Europaparlament: Wo Champagner fließt und politische Korruption blüht

Eine Krähe hackt einer anderen Krähe kein Auge aus, so heißt es. Aber der Spruch gilt nicht für Politiker. Das politische Geschäft lebt gerade davon, dass man seinen Gegnern ins Gesicht lacht, während man ihnen in den Rücken sticht. Die politische Arena kommt dem Naturzustand, wie ihn Thomas Hobbes beschrieben hat, vermutlich sehr nahe: Wechselnde Allianzen, wechselnde Vorteilsnahme, Zusammenraufen, um gemeinsam Ressourcen abzuschöpfen, anschließend Streit um die Ressourcen bis aufs Messer, Denunziation, Anschwärzen, Gegner kalt stellen, jede Gelegenheit nutzen, um sich einen Vorteil zu verschaffen …

The Snout in the Trough

Politiker wissen, um den täglichen Überlebenskampf und die schmutzigen Mittel, die dazu eingesetzt werden. Wer das nicht glaubt, der werde Mitglied in einem beliebigen Ortsverein einer Partei und versuche, sich auf eine Liste wählen zu lassen.

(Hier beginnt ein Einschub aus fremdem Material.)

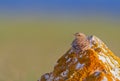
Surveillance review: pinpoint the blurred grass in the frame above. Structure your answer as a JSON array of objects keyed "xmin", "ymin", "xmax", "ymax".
[{"xmin": 0, "ymin": 16, "xmax": 119, "ymax": 81}]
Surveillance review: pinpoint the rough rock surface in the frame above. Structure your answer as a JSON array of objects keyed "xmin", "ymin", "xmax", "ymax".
[{"xmin": 39, "ymin": 33, "xmax": 120, "ymax": 81}]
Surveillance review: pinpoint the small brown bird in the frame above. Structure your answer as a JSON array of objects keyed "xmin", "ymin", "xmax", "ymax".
[{"xmin": 71, "ymin": 32, "xmax": 90, "ymax": 53}]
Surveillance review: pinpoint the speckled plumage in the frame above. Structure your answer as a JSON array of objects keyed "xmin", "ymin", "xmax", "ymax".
[{"xmin": 72, "ymin": 33, "xmax": 90, "ymax": 53}]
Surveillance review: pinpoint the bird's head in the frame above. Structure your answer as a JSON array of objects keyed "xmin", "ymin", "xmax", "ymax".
[{"xmin": 74, "ymin": 32, "xmax": 86, "ymax": 38}]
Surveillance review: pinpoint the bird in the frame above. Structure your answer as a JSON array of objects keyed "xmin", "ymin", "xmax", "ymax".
[{"xmin": 71, "ymin": 32, "xmax": 90, "ymax": 54}]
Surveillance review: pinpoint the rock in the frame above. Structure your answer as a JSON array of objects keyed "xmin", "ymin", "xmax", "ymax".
[{"xmin": 38, "ymin": 33, "xmax": 120, "ymax": 81}]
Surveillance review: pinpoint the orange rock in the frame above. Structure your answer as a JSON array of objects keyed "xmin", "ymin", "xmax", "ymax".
[{"xmin": 38, "ymin": 33, "xmax": 120, "ymax": 81}]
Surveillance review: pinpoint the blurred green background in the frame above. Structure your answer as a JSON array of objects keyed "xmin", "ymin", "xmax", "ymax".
[{"xmin": 0, "ymin": 16, "xmax": 119, "ymax": 81}]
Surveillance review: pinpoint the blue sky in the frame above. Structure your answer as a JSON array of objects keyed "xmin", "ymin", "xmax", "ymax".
[{"xmin": 0, "ymin": 0, "xmax": 120, "ymax": 17}]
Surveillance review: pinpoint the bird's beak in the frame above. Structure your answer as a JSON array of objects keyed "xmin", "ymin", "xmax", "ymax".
[{"xmin": 73, "ymin": 33, "xmax": 75, "ymax": 36}]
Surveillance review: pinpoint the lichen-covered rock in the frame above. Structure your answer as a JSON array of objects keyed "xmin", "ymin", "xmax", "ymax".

Weil Politiker eine Ansammlung von Personen sind, die – wie es schon Robert Michels zu Beginn des 20. Jahrhunderts beschrieben hat – dazu neigen, sich auf Kosten ihrer Klientel zu bereichern und den eigenen Vorteil zu suchen, wo auch immer sie glauben, ihn finden zu können, deshalb ist es notwendig, Politiker in Strukturen zu packen, die ihnen die Korruption, die Selbstbereicherung und die politischen Geschenke an die eigene Klientel erschweren.

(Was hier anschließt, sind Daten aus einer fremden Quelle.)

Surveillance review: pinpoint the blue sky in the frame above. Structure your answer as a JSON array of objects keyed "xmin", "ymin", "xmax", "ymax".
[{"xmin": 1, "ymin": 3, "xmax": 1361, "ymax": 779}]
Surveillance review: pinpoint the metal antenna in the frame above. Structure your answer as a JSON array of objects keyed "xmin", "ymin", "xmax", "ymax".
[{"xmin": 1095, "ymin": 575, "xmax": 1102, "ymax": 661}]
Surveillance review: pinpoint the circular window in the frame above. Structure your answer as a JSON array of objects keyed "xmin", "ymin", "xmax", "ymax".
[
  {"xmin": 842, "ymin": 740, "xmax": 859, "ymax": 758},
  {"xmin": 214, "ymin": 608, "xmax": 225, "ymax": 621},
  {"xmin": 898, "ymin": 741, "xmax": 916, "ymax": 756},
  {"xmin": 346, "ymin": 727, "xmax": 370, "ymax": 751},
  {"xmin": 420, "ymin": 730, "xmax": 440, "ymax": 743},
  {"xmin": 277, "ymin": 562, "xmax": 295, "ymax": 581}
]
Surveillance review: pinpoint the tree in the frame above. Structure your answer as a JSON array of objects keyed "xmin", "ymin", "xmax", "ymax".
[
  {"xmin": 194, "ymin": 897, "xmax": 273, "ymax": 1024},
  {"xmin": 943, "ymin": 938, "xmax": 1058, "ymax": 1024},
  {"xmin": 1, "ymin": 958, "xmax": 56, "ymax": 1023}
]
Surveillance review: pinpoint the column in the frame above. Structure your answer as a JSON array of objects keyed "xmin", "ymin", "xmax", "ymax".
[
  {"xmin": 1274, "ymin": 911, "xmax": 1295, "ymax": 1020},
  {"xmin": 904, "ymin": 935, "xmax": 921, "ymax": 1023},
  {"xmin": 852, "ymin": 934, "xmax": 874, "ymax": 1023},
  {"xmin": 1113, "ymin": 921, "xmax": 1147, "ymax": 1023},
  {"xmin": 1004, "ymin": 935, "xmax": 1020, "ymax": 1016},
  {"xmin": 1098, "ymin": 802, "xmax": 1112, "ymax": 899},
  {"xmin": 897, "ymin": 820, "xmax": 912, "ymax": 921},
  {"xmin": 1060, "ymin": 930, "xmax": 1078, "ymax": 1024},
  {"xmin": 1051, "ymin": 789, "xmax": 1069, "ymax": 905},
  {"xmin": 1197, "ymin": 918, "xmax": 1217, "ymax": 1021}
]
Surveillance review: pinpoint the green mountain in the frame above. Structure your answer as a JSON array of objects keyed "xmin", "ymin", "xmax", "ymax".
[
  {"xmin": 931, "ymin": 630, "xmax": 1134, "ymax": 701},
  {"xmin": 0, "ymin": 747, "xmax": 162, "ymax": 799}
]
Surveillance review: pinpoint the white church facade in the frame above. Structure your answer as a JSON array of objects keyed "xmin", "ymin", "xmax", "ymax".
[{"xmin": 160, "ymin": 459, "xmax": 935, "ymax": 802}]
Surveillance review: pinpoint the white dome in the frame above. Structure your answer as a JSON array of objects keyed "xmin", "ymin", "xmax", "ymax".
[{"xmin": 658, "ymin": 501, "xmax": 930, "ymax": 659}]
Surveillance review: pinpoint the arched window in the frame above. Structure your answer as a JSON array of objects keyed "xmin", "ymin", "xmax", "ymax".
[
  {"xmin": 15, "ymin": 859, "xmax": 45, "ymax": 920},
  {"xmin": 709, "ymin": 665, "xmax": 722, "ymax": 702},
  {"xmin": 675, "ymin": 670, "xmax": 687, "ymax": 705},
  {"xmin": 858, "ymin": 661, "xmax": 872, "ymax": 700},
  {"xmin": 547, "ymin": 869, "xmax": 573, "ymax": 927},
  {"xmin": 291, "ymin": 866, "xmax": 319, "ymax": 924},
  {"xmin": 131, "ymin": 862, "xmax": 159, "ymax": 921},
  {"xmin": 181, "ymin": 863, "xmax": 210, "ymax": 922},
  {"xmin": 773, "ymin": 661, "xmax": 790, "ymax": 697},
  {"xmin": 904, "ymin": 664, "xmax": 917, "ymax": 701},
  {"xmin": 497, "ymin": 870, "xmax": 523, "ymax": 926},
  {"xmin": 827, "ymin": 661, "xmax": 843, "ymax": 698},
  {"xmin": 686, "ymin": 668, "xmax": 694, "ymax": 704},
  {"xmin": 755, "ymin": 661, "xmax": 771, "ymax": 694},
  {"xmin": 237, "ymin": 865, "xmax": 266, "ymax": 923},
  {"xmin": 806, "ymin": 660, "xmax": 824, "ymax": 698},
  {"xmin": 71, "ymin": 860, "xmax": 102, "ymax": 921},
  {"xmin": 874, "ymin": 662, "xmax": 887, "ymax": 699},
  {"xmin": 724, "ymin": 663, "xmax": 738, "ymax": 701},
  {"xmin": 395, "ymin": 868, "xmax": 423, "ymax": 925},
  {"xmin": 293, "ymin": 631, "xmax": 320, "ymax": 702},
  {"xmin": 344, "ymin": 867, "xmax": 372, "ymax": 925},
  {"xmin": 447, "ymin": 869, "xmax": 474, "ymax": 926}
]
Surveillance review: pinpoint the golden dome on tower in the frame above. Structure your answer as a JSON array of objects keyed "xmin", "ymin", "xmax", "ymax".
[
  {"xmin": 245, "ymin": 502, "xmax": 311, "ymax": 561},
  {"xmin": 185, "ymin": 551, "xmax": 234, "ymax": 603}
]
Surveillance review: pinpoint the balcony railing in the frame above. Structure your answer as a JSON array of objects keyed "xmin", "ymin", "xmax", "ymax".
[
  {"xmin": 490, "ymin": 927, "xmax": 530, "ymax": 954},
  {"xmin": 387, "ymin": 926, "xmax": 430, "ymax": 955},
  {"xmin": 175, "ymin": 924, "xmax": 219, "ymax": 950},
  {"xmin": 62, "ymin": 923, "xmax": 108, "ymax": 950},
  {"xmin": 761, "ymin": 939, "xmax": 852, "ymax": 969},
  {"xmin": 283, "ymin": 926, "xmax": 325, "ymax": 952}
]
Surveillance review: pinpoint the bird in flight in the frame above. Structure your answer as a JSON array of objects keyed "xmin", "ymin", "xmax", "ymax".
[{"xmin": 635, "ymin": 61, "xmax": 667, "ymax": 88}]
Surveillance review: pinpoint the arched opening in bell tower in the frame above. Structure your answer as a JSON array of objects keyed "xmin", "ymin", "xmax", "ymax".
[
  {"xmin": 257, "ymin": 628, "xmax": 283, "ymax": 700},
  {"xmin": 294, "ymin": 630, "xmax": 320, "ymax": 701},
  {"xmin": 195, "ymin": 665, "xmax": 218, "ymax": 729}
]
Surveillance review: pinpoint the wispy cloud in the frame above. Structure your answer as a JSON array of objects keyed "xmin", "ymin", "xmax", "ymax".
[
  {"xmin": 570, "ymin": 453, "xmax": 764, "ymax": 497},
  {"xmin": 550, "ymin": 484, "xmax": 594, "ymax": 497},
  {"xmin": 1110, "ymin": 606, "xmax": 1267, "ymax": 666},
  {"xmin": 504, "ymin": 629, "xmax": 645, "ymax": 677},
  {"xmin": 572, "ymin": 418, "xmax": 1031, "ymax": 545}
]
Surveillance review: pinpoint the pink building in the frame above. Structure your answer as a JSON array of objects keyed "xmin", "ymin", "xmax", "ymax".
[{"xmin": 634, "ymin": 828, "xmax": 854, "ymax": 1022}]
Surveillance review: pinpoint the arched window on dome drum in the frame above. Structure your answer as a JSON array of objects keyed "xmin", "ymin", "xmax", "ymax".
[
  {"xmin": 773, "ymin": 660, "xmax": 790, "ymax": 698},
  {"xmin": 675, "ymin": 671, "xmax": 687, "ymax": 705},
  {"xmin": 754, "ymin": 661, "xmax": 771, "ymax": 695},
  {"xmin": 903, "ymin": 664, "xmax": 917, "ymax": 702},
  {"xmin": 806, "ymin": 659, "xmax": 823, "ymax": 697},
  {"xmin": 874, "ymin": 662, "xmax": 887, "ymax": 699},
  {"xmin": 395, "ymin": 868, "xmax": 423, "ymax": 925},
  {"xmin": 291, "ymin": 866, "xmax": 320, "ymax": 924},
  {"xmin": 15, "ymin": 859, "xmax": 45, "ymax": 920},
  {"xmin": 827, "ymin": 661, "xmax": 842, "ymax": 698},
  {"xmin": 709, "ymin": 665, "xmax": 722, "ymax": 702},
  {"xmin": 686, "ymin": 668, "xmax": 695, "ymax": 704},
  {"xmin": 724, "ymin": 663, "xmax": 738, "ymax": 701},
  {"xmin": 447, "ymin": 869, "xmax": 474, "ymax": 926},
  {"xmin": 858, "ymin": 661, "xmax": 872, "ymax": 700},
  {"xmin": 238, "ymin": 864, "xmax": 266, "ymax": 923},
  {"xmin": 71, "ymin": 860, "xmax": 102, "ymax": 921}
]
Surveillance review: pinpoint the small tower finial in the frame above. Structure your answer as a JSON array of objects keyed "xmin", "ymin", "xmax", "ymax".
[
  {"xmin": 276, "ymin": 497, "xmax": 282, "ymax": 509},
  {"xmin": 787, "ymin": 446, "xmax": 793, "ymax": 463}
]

Das war die ursprüngliche Idee der Kontrolle im deutschen demokratischen System, von dem Naive gedacht haben, die Parlamente würden sie ausüben, ganz Naive haben gedacht, die Presse würde sie ausüben. Sie alle haben nicht mit der opportunistischen Veranlagung derer gerechnet, für die entsprechende Positionen attraktiv sind. Sie haben die Rechnung ohne Korruption gemacht, die, wie die Kriminalität, bei Vorhandensein einer bestimmten Mentalität, immer da blüht, wo sie ermöglicht wird. 

Die EU ist eine einzige Struktur zur Ermöglichung von Korruption.

Deshalb verwundert es nicht, dass alle Gazetten davon berichten, dass die ENF-Fraktion (Rechtspopulisten in der Diktion der ARD) 544.400 Euro an das Europäische Parlament zurückzahlen muss. Die Mitglieder der Fraktion waren etwas zu freigebig in ihrem Konsum von Champagner und ihrem Besuch teurer Restaurants und der damit verbundenen Bewirtung von Gästen. Menüs zum Preis von 400 Euro pro Person werden von den Mitgliedern des Haushaltskontrollausschusses des Europäischen Parlaments u.a. beanstandet. Ergebnis: Die ENF-Fraktion soll 544.400 Euro zurückzahlen.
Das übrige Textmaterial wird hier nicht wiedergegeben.